You need to take into consideration a few things before you attempt this though.
- Do you share your media/library with multiple people?
- Is your upload speed on your home internet not fast enough to deal with multiple streams? or even one?
- Do you mind spending a couple bucks in order to do this for fun?
These questions aren’t all that great, but they are things you should consider. If you don’t share your library with anyone then you don’t REALLY need to do this – unless you want to start! If your home internet connection has a nice upload speed, something like 5-10Mbps+ then you don’t REALLY need to do this. And lastly if you’re a cheap-ass then you DEFINITELY don’t need to do this. This is fun though – and you can use the dedicated server for other things, like I am.
Why do I do this? Well the server has a 100Mbps symmetrical connection. At my house, I don’t have anywhere near that. I don’t pay for the electricity for this server, it’s always on – 24×7. I use it to transcode media so the PCs in my house don’t have to. The main thing though, is the speed. This can pump out media to probably 10s of people at a time. Something my PMS (Plex Media Center) will never see, but who cares.
So lets get started.
You’ll want to pick a dedicated host somewhere geographically close to you. I chose one that’s only a couple hundred miles from my city. You don’t necessarily have to do this, but it’ll help because we’re streaming media and you want to have the best connection.
I’ve chosen the host ‘OVH’ and I’m currently using a ‘Limited Edition’ PE 1 model. It’s $29.00 a month (FOR A DEDICATED SERVER, YES!) and I’m using my own Windows Server 2008 license, so I’m not paying monthly for one. It has an Intel i3 processor, with 8GB of RAM, and 1x 2TB SATA2 HDD. The next model up, for $10 more per month has 2x 2TB SATA2 HDDs, so you can run them in RAID for some redundancy. That’s probably a good idea, but this is just a hobby.

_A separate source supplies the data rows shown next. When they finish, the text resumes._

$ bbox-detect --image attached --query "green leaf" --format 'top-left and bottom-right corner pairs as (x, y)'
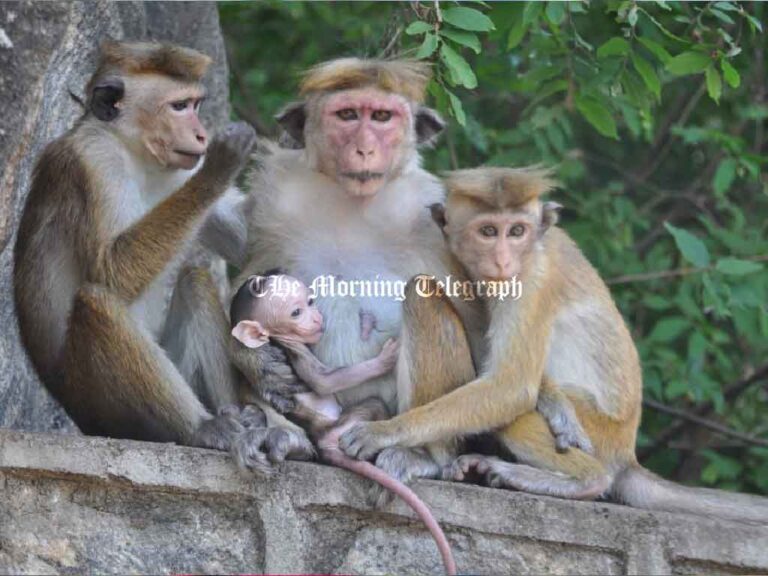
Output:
(649, 317), (690, 342)
(405, 21), (432, 36)
(713, 1), (739, 11)
(712, 158), (737, 196)
(666, 51), (711, 75)
(632, 54), (661, 100)
(416, 33), (439, 59)
(597, 37), (631, 59)
(441, 7), (495, 32)
(705, 64), (722, 103)
(446, 89), (466, 126)
(716, 258), (765, 276)
(507, 19), (528, 50)
(523, 1), (544, 26)
(440, 29), (481, 54)
(721, 59), (741, 88)
(665, 223), (710, 267)
(575, 96), (619, 139)
(628, 5), (638, 27)
(745, 12), (763, 33)
(440, 43), (478, 89)
(638, 37), (672, 64)
(545, 1), (566, 25)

Once that server is up and running you’ll want to install Plex Media Server. It’s essentially like installing it on your own server/NAS at home. It’s very easy to setup and the process will guide you through till the end.
How do I get media on to my dedicated server?
Well there are a couple ways, some of which are legal, others not so much.
If you have a Dropbox account, you can install that on the server and use that as a tool to shuffle data between your PC and the server. You would upload it to dropbox from your home PC, then once that’s finished, log into the server and copy it over. This can be tedious and consume a lot of bandwidth.
Alternatively you could use not so legal methods like just downloading media to the box from torrent sites. Whatever way you choose is up to you.
Sharing your PMS with other people is also very easy. Make sure whoever wants to access your library has a my.plexapp.com account. Once they sign up, log into your plexapp account and share your server with them. They will now be able to access your server through the web interface, or their other internet connected devices like a Roku or Smart TV.
One thing to note though, actually it’s a huge note. Make sure your files are in .MP4 format. I learned this the hard way. I had everything in MKV format, and Plex would have to transcode everything in order to stream it. This caused a huge amount of CPU usage, which would bring the server to a crawl, which means the stream suffered. This was annoying for people watching because it would freeze and buffer constantly.